Tangon était déterminée à trouver une solution durable et simple pour résoudre les problèmes des voies d'eau de la Thaïlande. Après beaucoup d'expérimentation, elle a trouvé par hasard une concoction d'écorce d'orange qu'elle appelle « essence d'eau organique ». Ce mélange qui neutralise les eaux d'égout dans les canaux, et cela a été prouvé scientifiquement, est facile à fabriquer, ce qui représente la clé de son succès. Tangon a établi un projet, en utilisant initialement ses propres fonds et l'a appelé « les compagnons de coeur pour la revitalisation des canaux de Sansaeb. »

Le succès de Tangon est sans précédent et elle l'attribue principalement à la simplicité de sa solution : une préparation à base d'écorce de citron ou d'ananas, d'eau et de sucre brun. Cet agent « bio-neutralisant » peut détruire les odeurs d'un fleuve en une heure et après de multiples applications, des poissons sont même revenus dans 13 canaux.

Tangon et ses étudiants avaient conscience qu'ils devaient faire participer les populations locales dans l'exécution de leur projet pour que celui-ci ait un avenir.
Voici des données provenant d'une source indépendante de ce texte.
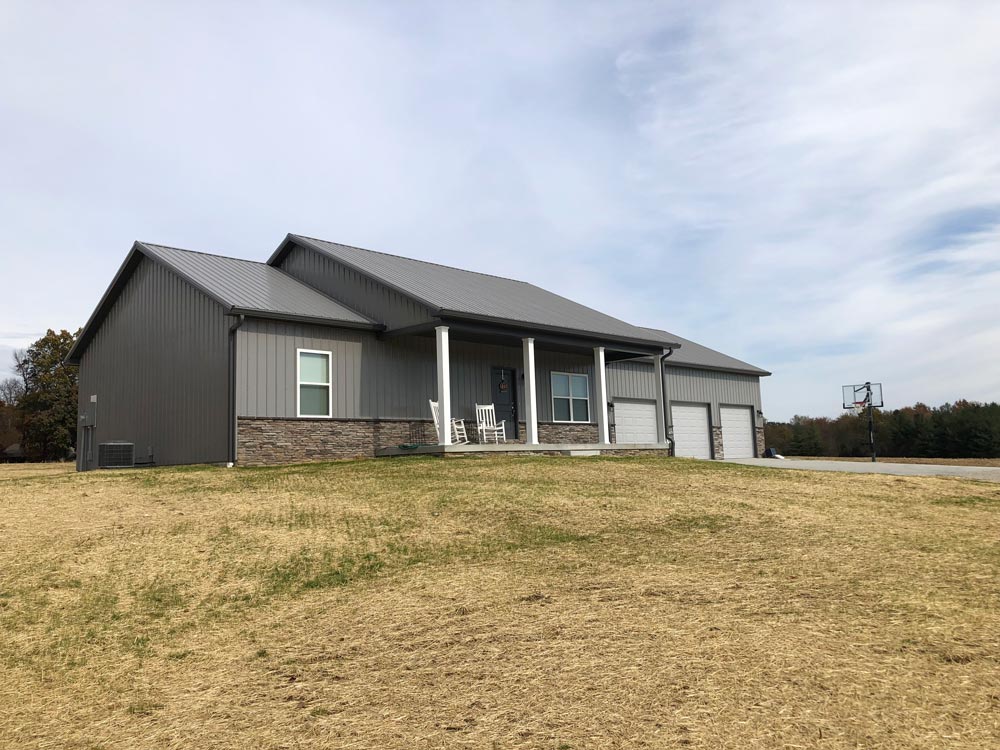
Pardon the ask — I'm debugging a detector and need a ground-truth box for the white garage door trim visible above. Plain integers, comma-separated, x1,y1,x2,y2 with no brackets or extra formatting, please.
614,398,656,443
719,406,754,459
670,404,712,458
Les étudiants sont allés de porte à porte dans les communautés autour des canaux et ont organisé des réunions. « Cela a progressé plus rapidement que je ne pensais », indique Tangon. « Les gens ont tout de suite coopéré et se sont investi dans leurs canaux ». Tangon et ses étudiants ont enseigné aux populations locales comment réaliser l'extrait biologique afin que les membres de la communauté puissent continuer à aseptiser leurs eaux usées.
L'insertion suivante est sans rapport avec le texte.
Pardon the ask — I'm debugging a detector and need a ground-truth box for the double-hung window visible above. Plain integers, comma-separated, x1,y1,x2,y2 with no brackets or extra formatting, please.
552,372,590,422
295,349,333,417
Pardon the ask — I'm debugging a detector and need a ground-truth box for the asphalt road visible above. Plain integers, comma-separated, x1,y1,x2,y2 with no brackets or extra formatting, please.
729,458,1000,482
Puisque tester les voies d'eau avec des instruments scientifiques est coûteux, Tangon plaisante en disant que « les résultats sont si évidents que les canaux peuvent être examinés avec le nez et les yeux », et que « le projet trouve sa qualité dans sa simplicité ». En raison de la créativité et du succès de son projet, Tangon et ses étudiants ont pu recueillir des fonds du gouvernement pour aider leur cause. Elle espère que d'autres pays en développement adopteront ce procédé simple de traitement des eaux usées.

La potion de Tangon n'est pas magique. Peut-être est-ce la raison de son succès. Le projet simple, facile à mettre en place, a permis de redonner vie aux sources d'eau d'une communauté et de motiver ses habitants à nettoyer leurs voies d'eau.